Review — Temporal Modeling Approaches for Large-scale Youtube-8M Video Understanding (Video Classification)
3rd Place out of 650 Teams, Using Ensembles of 3 Temporal Modeling Approaches: Two-stream Sequence Model, Fast-Forward Sequence Model, Temporal Residual Neural Network
In this story, Temporal Modeling Approaches for Large-scale Youtube-8M Video Understanding, by Baidu IDL & Tsinghua University, is reviewed. In this paper:
- 3 Temporal Modeling Approaches are investigated: Two-stream Sequence Model, Fast-Forward Sequence Model, and Temporal Residual Neural Network.
- Finally, ensembles of these 3 Temporal Modeling Approaches ranked 3rd place in Google Cloud & YouTube-8M Video Understanding Challenge.
This is a paper in 2017 CVPRW with over 40 citations. (Sik-Ho Tsang @ Medium)
- Proposed Two-stream Sequence Model
- Proposed Fast-Forward Sequence Model
- Proposed Temporal Residual Neural Network
- Experimental Results
1. Proposed Two-stream Sequence Model
- The original Two-Stream ConvNet trains CNNs with RGB and optical flow features separately.
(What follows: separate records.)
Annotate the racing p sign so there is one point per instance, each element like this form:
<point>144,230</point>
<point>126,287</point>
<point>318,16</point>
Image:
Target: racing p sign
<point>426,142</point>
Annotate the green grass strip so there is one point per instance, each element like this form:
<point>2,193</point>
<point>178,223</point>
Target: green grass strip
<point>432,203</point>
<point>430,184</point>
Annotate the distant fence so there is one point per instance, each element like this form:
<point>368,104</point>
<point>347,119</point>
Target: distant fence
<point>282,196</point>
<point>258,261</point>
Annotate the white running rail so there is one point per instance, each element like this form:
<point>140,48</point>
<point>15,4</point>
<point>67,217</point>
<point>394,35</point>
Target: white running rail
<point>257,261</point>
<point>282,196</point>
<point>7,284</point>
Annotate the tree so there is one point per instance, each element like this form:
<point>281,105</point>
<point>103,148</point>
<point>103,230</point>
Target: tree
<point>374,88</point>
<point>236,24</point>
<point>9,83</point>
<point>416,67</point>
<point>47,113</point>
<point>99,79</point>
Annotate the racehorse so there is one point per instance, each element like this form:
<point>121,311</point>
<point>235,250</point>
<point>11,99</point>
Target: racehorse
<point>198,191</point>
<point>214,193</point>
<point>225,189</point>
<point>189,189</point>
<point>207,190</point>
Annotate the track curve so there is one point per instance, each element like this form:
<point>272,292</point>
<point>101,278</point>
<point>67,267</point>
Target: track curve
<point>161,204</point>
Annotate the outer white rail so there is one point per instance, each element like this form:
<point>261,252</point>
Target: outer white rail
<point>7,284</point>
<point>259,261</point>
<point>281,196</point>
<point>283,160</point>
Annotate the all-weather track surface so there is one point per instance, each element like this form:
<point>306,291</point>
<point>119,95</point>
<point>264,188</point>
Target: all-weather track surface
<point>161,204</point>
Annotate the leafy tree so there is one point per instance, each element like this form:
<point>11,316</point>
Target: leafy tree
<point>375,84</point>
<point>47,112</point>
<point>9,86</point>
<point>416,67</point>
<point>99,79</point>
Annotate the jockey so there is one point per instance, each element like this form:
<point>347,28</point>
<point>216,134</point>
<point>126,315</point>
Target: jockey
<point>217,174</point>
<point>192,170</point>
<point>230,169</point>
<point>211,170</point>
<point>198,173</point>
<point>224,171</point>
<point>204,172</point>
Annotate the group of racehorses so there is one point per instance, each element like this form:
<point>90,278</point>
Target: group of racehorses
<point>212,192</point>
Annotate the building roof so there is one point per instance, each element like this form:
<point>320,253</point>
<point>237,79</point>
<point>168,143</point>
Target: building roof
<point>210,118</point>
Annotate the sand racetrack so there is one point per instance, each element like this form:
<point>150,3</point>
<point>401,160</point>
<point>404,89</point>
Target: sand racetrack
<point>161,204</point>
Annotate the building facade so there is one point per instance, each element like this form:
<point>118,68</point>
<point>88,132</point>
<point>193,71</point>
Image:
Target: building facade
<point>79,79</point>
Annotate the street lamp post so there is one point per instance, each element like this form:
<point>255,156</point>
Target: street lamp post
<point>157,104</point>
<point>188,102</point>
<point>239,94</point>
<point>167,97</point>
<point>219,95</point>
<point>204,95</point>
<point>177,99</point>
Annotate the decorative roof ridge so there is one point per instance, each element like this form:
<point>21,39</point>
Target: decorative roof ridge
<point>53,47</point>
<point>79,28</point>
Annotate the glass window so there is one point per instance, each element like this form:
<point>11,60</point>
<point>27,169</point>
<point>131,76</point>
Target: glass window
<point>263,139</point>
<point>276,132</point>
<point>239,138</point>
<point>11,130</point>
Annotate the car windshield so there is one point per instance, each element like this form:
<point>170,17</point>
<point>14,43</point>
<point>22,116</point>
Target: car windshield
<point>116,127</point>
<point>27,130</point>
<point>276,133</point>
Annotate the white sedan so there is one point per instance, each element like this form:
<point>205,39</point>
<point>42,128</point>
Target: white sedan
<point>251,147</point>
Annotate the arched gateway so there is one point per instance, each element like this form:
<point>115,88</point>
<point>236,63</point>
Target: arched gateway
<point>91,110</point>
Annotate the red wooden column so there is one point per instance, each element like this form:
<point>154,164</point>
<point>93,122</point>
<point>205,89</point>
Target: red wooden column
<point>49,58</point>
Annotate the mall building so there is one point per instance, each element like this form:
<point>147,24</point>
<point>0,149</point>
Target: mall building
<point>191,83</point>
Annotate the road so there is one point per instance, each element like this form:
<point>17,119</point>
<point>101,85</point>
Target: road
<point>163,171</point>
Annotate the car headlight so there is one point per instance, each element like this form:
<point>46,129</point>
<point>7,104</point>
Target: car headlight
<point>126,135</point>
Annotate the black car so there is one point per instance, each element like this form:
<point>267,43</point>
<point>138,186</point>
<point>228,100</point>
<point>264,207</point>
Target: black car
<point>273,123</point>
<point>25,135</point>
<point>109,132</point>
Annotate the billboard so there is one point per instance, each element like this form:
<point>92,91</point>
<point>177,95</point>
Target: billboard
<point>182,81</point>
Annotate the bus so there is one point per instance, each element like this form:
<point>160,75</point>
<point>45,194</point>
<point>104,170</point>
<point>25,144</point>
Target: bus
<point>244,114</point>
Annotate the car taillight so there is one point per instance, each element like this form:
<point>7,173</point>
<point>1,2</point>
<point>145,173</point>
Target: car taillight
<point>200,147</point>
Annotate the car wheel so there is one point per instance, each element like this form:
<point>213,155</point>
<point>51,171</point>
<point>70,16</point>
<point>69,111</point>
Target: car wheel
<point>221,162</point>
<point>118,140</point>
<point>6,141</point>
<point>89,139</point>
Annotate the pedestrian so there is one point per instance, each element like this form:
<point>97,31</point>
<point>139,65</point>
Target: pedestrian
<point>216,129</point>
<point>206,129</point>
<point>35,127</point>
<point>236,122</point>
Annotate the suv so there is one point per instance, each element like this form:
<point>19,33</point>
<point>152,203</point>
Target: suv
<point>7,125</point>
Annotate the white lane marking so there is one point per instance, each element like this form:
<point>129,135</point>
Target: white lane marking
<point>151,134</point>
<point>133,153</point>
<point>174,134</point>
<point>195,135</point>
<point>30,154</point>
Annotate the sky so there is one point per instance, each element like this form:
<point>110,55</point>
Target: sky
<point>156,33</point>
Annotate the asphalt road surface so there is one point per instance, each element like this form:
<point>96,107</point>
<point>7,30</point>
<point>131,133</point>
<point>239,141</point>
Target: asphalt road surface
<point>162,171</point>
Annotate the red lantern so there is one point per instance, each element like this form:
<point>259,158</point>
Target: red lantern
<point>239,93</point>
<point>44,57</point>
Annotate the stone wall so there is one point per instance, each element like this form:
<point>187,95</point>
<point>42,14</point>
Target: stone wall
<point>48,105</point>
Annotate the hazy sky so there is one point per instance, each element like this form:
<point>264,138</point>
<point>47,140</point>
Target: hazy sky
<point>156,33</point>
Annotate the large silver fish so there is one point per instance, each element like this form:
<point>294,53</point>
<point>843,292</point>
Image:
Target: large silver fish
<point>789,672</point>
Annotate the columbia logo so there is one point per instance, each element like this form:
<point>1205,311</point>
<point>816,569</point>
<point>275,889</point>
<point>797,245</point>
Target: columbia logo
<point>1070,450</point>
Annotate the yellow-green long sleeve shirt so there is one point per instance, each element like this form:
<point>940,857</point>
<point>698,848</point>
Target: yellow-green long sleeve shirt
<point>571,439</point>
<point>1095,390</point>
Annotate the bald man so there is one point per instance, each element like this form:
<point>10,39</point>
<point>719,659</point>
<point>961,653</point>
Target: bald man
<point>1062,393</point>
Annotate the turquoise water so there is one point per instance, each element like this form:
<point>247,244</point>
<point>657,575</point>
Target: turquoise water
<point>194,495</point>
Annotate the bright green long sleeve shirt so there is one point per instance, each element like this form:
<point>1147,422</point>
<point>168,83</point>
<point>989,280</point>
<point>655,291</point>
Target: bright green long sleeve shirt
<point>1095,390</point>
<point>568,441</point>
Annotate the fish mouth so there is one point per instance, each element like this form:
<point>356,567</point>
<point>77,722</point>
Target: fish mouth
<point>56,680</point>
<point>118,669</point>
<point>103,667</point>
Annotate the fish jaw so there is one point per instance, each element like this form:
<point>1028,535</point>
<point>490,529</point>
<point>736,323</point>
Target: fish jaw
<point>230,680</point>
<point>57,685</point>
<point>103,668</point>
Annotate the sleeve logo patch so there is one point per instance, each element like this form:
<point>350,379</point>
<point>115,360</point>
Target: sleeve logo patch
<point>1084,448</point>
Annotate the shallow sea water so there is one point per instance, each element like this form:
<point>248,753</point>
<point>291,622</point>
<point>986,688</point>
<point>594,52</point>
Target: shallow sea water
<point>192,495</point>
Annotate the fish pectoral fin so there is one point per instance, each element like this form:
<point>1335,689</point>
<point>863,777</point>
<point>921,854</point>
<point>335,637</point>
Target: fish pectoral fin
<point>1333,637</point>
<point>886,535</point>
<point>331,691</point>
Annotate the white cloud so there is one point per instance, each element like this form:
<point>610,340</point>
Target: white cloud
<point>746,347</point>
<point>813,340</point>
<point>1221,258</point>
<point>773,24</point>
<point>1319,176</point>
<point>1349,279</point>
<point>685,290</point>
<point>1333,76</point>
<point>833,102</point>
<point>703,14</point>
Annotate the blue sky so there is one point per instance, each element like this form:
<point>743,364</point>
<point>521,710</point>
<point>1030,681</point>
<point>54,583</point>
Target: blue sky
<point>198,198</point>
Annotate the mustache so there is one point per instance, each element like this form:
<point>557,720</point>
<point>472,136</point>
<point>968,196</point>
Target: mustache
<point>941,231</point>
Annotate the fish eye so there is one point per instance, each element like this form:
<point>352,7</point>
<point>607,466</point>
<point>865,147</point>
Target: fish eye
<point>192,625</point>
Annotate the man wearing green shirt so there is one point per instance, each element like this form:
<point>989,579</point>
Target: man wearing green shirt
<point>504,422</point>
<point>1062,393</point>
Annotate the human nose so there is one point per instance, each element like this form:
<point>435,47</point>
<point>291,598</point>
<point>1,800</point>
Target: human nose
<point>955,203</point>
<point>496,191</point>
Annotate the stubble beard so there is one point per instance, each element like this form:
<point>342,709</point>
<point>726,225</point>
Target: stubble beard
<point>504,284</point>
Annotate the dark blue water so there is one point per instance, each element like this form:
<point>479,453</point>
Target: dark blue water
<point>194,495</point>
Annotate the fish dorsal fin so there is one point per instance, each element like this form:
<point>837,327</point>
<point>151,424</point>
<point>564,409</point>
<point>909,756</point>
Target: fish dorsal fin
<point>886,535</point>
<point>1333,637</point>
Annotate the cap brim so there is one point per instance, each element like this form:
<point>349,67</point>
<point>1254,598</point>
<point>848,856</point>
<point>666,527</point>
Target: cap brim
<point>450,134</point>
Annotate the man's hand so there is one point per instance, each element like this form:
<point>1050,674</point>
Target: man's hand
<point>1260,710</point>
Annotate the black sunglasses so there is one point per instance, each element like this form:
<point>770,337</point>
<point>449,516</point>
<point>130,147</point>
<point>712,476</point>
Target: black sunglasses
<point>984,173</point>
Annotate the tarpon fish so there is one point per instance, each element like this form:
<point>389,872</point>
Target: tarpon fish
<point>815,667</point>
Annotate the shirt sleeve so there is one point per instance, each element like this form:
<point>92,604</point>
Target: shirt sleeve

- Here, The two stream model is built upon the bidirectional LSTM for RGB and audio.
- Attention layers, which is the one famous in NLP, are inserted after the sequence models and attended feature vectors from two modalities are then concatenated.
- Finally, the concatenated feature vector is fed into two fully-connected layer and a sigmoid layer sequentially for multi-label classification.
2. Proposed Fast-Forward Sequence Model
- Naively increasing the depth of the LSTM and GRU entails to overfitting and optimization difficulties.
- A novel deep LSTM/GRU architecture is explored by adding the fast-forward connections to sequence models, which plays an essential role in building a sequence model with 7 bidirectional LSTMs.
- The RGB and audio features of each frame are firstly concatenated together and then fed into the fast-forward sequence model.
- The fast-forward connections are added between two feed-forward computation blocks of adjacent recurrent layers.
- Each fast-forward connection takes the outputs of previous fast-forward and recurrent layer as input, and a fully-connected layer is used to embed them.
- The fast-forward connection provides a fast path for information to propagate, the idea of fast-forward connection is similar to the skip connection in ResNet.
3. Proposed Temporal Residual Neural Network
- Convolution and recurrent neural networks are combined to take the advantages of both models.
- The temporal convolution neural networks are utilized to transform the original frame-level features into a more discriminative feature sequence, and LSTMs are used for final classification.
- RGB and audio features in each frame are concatenated and zero-valued features are padded to make fixed length data.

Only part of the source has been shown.